Good, Great, and Gruesome Businesses
Any device, system or process can be abstracted solely in terms of its inputs and outputs, without any comprehension of its internal mechanisms – In systems theory, we call this the black box model. This analogy, when transposed to our businesses, provides an intriguing framework. Often, we as founders are so much caught into the details of our businesses that we often loose the sight of the bigger picture. This model offers a strategic lens, emphasizing capital inputs and the resultant value outputs, while abstracting the intricate operational processes therein.
We pour in capital, talent, and ideas, and out emerges a product, a service, or, in fortunate circumstances, a revolution.

The external observer doesn't see the myriad decisions, the late nights, or the serendipitous moments of insight that occur inside. They only witness the inputs and the resultant outputs.
The Varieties of These Black Boxes: Good, Great, and Gruesome
All businesses are unique, but they can be broadly categorized based on their efficiency and output.
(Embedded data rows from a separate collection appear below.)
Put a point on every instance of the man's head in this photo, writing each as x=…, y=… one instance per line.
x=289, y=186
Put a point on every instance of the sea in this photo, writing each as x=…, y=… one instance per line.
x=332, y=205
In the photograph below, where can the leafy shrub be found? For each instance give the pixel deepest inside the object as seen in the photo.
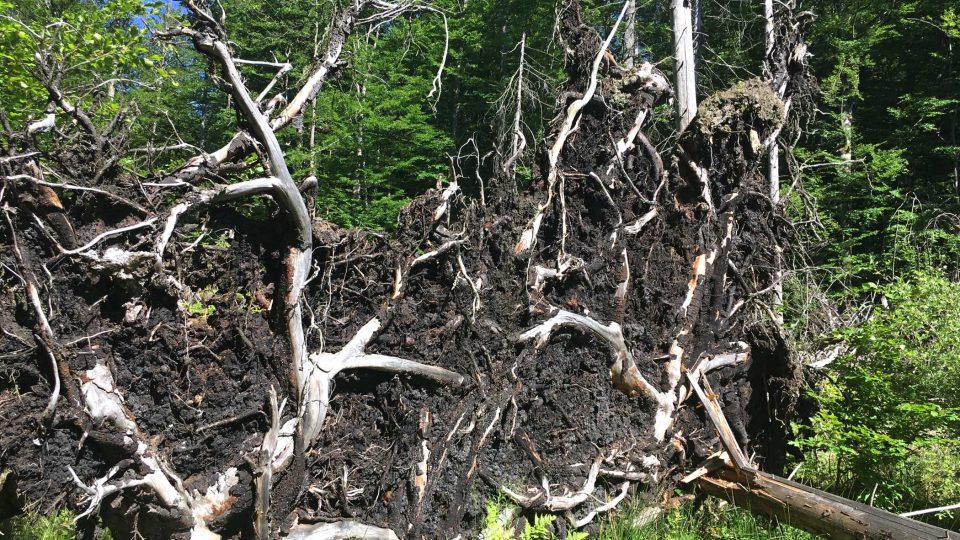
(889, 427)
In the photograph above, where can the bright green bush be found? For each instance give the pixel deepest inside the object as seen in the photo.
(714, 520)
(889, 425)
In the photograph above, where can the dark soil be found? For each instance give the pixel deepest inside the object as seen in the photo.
(195, 374)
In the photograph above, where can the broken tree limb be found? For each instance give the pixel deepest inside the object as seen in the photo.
(813, 510)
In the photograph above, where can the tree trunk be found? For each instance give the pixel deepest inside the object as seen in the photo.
(552, 328)
(683, 64)
(813, 510)
(630, 34)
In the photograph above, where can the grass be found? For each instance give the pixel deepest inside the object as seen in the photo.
(713, 520)
(58, 526)
(36, 526)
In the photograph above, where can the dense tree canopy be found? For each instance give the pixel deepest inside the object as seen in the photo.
(499, 140)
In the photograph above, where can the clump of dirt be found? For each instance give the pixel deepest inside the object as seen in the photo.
(195, 363)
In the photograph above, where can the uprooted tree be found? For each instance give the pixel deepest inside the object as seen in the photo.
(566, 345)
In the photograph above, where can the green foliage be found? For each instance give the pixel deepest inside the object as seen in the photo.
(714, 520)
(498, 524)
(890, 80)
(57, 526)
(889, 426)
(97, 43)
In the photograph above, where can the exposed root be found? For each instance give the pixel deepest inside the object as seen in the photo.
(340, 530)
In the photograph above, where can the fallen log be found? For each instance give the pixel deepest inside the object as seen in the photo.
(811, 509)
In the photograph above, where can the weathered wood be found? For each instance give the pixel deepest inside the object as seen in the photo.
(813, 510)
(684, 69)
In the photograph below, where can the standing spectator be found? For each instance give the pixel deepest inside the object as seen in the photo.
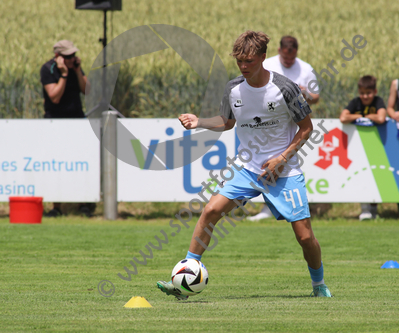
(393, 101)
(63, 80)
(288, 64)
(366, 110)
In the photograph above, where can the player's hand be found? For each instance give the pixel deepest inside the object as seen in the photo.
(270, 168)
(396, 116)
(189, 121)
(76, 64)
(61, 65)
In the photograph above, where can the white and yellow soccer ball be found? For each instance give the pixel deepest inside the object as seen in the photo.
(190, 276)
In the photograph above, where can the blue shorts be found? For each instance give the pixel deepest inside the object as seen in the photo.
(287, 199)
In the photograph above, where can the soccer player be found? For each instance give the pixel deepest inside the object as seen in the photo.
(288, 64)
(268, 109)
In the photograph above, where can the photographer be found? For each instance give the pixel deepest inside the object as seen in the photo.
(63, 80)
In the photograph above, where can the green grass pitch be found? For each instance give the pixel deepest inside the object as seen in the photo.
(258, 279)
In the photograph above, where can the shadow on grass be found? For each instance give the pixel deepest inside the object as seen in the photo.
(266, 296)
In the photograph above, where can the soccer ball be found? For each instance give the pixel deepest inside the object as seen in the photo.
(190, 276)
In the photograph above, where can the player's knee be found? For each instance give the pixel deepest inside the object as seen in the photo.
(305, 240)
(212, 211)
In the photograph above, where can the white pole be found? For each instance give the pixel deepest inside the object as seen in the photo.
(109, 159)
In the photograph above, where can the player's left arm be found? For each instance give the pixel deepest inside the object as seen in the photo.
(379, 117)
(302, 135)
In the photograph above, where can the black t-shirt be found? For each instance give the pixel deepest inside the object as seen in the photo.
(70, 105)
(356, 106)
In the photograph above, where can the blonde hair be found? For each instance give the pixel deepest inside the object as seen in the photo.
(250, 43)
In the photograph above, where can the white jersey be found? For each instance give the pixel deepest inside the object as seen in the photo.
(266, 119)
(300, 72)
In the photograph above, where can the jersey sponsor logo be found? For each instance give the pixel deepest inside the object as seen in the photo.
(335, 144)
(301, 101)
(259, 123)
(271, 106)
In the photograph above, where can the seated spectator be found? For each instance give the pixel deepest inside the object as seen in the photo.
(366, 110)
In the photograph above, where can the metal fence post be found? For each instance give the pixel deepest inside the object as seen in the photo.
(109, 174)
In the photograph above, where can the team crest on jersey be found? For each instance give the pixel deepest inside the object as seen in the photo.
(271, 106)
(238, 103)
(301, 101)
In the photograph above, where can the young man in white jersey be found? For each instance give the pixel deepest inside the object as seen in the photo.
(268, 108)
(288, 64)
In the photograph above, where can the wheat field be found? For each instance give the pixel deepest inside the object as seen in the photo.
(145, 88)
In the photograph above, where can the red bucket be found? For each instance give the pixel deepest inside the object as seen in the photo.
(26, 209)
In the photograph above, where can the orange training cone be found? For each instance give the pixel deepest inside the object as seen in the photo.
(137, 302)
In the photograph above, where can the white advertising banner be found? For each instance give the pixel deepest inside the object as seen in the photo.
(343, 163)
(57, 159)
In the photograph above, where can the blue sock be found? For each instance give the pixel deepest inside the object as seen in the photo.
(193, 256)
(316, 275)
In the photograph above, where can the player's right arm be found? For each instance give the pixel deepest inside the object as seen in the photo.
(347, 117)
(217, 124)
(392, 100)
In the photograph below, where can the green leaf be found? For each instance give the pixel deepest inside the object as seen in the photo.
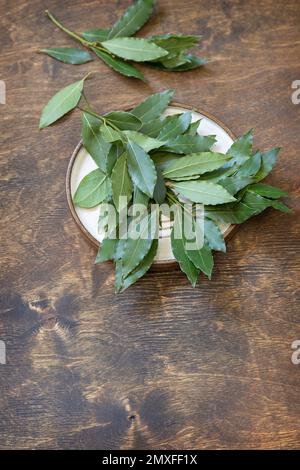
(235, 183)
(141, 168)
(153, 106)
(195, 164)
(171, 61)
(142, 268)
(152, 128)
(109, 134)
(278, 205)
(190, 144)
(203, 192)
(133, 19)
(175, 43)
(120, 180)
(93, 142)
(96, 35)
(68, 55)
(93, 189)
(241, 149)
(268, 160)
(160, 190)
(213, 235)
(114, 153)
(136, 49)
(179, 251)
(267, 191)
(163, 159)
(230, 213)
(193, 127)
(119, 65)
(175, 125)
(106, 250)
(191, 62)
(251, 166)
(139, 197)
(147, 143)
(202, 259)
(136, 248)
(61, 103)
(123, 120)
(250, 205)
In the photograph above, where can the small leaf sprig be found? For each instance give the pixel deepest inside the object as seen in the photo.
(145, 157)
(115, 46)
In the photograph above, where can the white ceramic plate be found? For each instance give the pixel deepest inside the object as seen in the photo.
(83, 164)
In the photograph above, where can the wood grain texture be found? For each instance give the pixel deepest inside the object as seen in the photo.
(161, 366)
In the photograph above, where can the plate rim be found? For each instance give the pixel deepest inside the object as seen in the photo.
(161, 263)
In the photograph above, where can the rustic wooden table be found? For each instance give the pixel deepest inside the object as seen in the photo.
(162, 366)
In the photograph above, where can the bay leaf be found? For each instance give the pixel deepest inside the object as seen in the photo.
(268, 160)
(213, 235)
(123, 120)
(61, 103)
(137, 49)
(141, 168)
(106, 250)
(278, 205)
(159, 193)
(109, 134)
(133, 19)
(175, 43)
(191, 62)
(175, 126)
(139, 197)
(147, 143)
(193, 127)
(136, 248)
(93, 189)
(190, 144)
(153, 106)
(179, 251)
(142, 267)
(120, 180)
(93, 141)
(96, 35)
(195, 164)
(203, 192)
(152, 128)
(115, 151)
(267, 190)
(241, 149)
(251, 166)
(163, 159)
(68, 55)
(119, 65)
(235, 183)
(202, 259)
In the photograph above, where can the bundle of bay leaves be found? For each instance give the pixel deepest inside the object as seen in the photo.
(144, 157)
(115, 46)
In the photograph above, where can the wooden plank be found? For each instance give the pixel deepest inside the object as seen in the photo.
(162, 366)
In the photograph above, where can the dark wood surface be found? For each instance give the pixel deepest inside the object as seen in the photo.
(162, 366)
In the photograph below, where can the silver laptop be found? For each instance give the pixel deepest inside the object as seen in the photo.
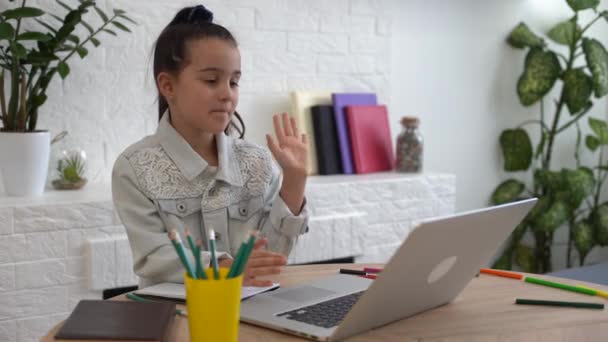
(432, 266)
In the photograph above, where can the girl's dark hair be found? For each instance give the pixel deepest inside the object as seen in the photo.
(170, 52)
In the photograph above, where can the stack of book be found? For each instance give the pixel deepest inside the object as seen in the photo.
(349, 132)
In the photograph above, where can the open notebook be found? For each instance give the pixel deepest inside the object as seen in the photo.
(177, 292)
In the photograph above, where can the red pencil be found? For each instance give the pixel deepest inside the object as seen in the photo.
(500, 273)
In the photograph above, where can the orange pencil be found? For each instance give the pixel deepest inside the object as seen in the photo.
(500, 273)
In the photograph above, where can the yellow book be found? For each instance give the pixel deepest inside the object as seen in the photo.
(301, 101)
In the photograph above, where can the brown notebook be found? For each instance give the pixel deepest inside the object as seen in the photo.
(118, 320)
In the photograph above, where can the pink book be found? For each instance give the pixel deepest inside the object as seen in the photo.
(370, 138)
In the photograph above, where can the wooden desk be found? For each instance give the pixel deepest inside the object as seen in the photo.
(484, 311)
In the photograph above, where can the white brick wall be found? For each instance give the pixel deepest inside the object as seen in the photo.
(68, 246)
(286, 45)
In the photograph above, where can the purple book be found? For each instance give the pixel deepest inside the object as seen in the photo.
(341, 100)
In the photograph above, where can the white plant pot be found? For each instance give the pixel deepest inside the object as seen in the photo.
(24, 162)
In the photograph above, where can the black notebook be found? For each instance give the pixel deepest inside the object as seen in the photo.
(326, 138)
(118, 320)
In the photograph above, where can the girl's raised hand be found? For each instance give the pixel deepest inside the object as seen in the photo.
(291, 148)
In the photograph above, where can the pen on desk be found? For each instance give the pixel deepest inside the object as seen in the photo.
(372, 270)
(353, 272)
(136, 298)
(216, 274)
(500, 273)
(598, 306)
(598, 292)
(179, 248)
(560, 286)
(200, 272)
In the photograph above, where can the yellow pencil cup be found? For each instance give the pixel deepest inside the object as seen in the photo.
(213, 307)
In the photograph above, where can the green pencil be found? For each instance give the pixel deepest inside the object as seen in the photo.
(560, 286)
(598, 306)
(214, 264)
(179, 248)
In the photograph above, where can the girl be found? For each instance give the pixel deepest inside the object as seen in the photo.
(192, 175)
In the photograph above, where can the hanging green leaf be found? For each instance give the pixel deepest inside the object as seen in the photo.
(63, 69)
(592, 142)
(600, 128)
(579, 5)
(6, 31)
(22, 12)
(550, 220)
(577, 184)
(121, 26)
(95, 41)
(578, 87)
(103, 16)
(564, 33)
(582, 234)
(524, 257)
(600, 224)
(516, 149)
(597, 61)
(521, 36)
(508, 191)
(34, 36)
(541, 71)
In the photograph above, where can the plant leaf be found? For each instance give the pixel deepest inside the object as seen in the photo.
(507, 191)
(6, 31)
(592, 142)
(516, 149)
(541, 71)
(600, 224)
(524, 257)
(63, 69)
(600, 128)
(578, 87)
(579, 5)
(95, 41)
(68, 8)
(82, 51)
(103, 16)
(564, 33)
(582, 234)
(521, 36)
(34, 36)
(22, 12)
(597, 60)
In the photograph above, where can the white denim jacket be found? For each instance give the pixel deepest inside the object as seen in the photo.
(161, 183)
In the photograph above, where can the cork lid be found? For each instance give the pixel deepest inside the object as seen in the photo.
(410, 121)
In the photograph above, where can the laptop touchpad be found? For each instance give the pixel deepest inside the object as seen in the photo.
(303, 294)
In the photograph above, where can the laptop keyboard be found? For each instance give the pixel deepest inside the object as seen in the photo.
(326, 314)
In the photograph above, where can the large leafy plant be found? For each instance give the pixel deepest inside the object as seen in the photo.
(567, 197)
(32, 58)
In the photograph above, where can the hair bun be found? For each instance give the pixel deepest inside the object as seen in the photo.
(193, 15)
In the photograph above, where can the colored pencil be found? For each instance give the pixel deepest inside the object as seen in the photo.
(179, 248)
(560, 286)
(500, 273)
(598, 306)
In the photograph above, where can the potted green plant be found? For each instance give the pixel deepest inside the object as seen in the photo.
(569, 197)
(29, 60)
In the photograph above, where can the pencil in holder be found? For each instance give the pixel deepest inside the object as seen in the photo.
(213, 307)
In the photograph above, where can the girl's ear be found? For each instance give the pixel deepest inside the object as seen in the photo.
(165, 85)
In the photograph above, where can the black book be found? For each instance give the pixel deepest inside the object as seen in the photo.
(326, 139)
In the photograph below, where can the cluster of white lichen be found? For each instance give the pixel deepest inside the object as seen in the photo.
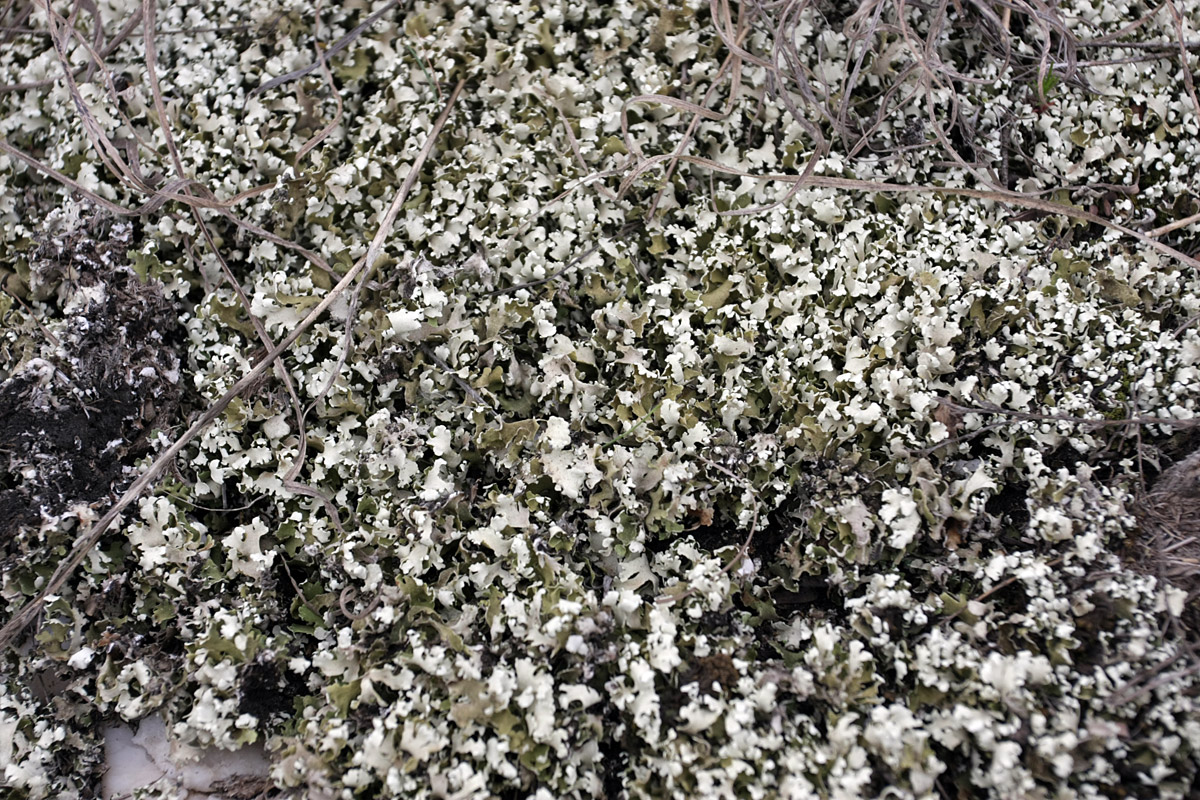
(504, 482)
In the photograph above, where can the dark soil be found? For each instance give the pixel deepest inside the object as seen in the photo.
(73, 419)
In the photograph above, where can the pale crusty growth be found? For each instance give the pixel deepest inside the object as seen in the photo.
(511, 559)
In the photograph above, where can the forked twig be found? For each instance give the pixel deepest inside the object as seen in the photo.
(87, 541)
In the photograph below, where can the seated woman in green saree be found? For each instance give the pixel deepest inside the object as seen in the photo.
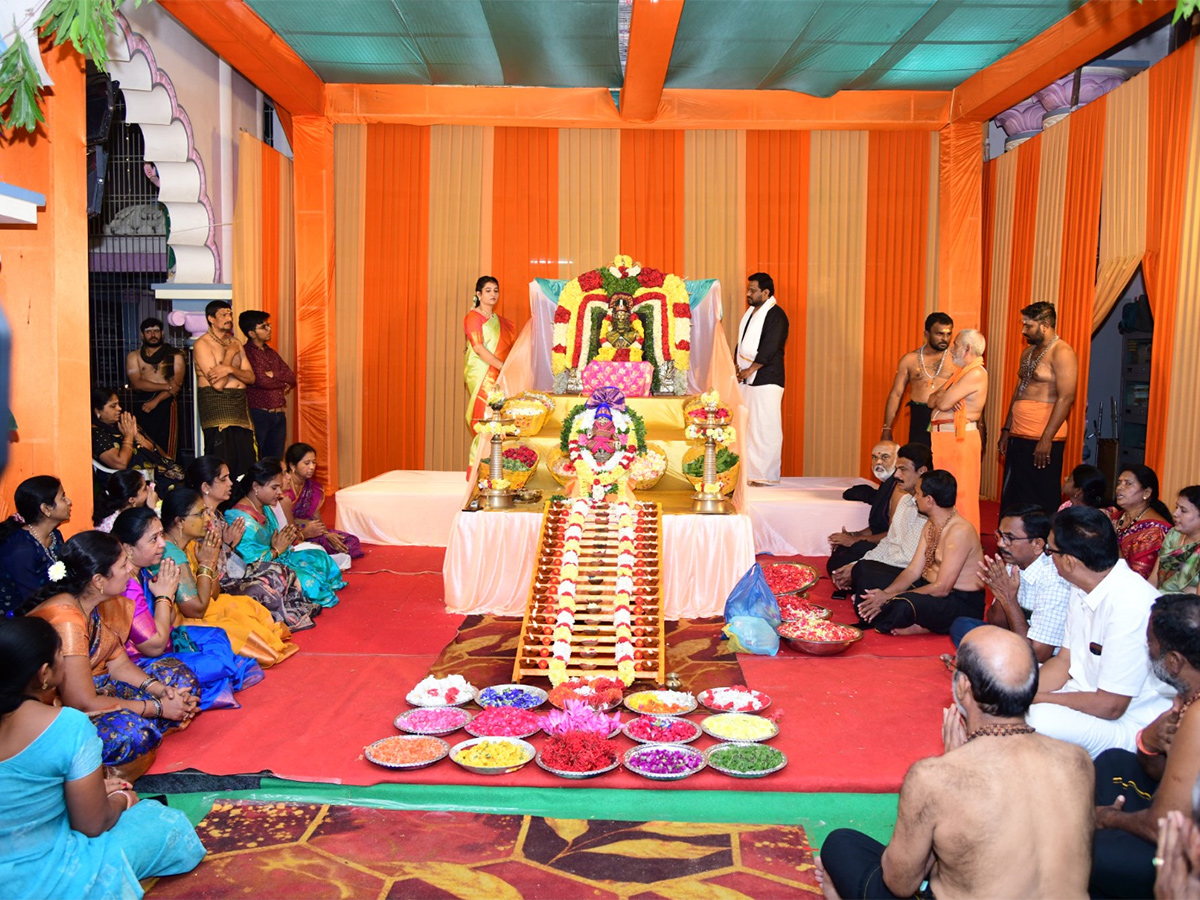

Some consistently produce value, while others seem to consume resources without delivering proportional returns.
In his 2007 Annual Letter to Berkshire Hathaway shareholders, Warren Buffett says, “Think of three types of savings accounts:
- The Great one pays an extraordinarily high interest rate that will rise as the years pass.
- The Good one pays an attractive rate of interest that will be earned also on deposits that are added.
- Finally, the Gruesome account both pays an inadequate interest rate and requires you to keep adding money at those disappointing returns.
1. Good Businesses
At first glance, a good business might seem like the ideal black box. You input resources, and it consistently produces a decent output. These businesses achieve a return on equity (ROE) greater than their cost of capital. They have found a sustainable niche, and their operations, while not extraordinary, are solid and dependable. However, while they generate value, they might lack the dynamism or potential for exponential growth. Their black box works, but can be disrupted by competition or changes in tech landscape.
2. Great Businesses
The Great businesses are the marvels of the business world. They are black boxes that not only produce impressive outputs but seem to do so with increasing efficiency and scale. These businesses don't just achieve a high ROE; they have the ability to reinvest their earnings at similarly high rates, leading to compounding growth. What sets them apart is a durable competitive advantage, often termed a "moat," which allows them to fend off competitors and consistently deliver exceptional results. Investing in understanding and optimizing the inner workings of such a black box can yield exponential rewards.
3. Gruesome Businesses
On the other end of the spectrum, we have the Gruesome businesses. These are black boxes that seem to drain more than they produce. Despite consuming resources, talent, and capital, their returns often fall below their cost of capital. They may operate in highly competitive sectors, face structural challenges, or suffer from inefficient operations. The inner mechanics of these black boxes are fraught with inefficiencies, and they often erode value over time.
In our black box analogy, these categories help us understand the efficiency, potential, and challenges of the internal processes. While the external observer sees only the inputs and outputs, understanding whether a business is Good, Great, or Gruesome offers profound insights into its internal dynamics. As we navigate the business landscape, recognizing the nature of these black boxes can guide strategic decisions, investments, and growth trajectories.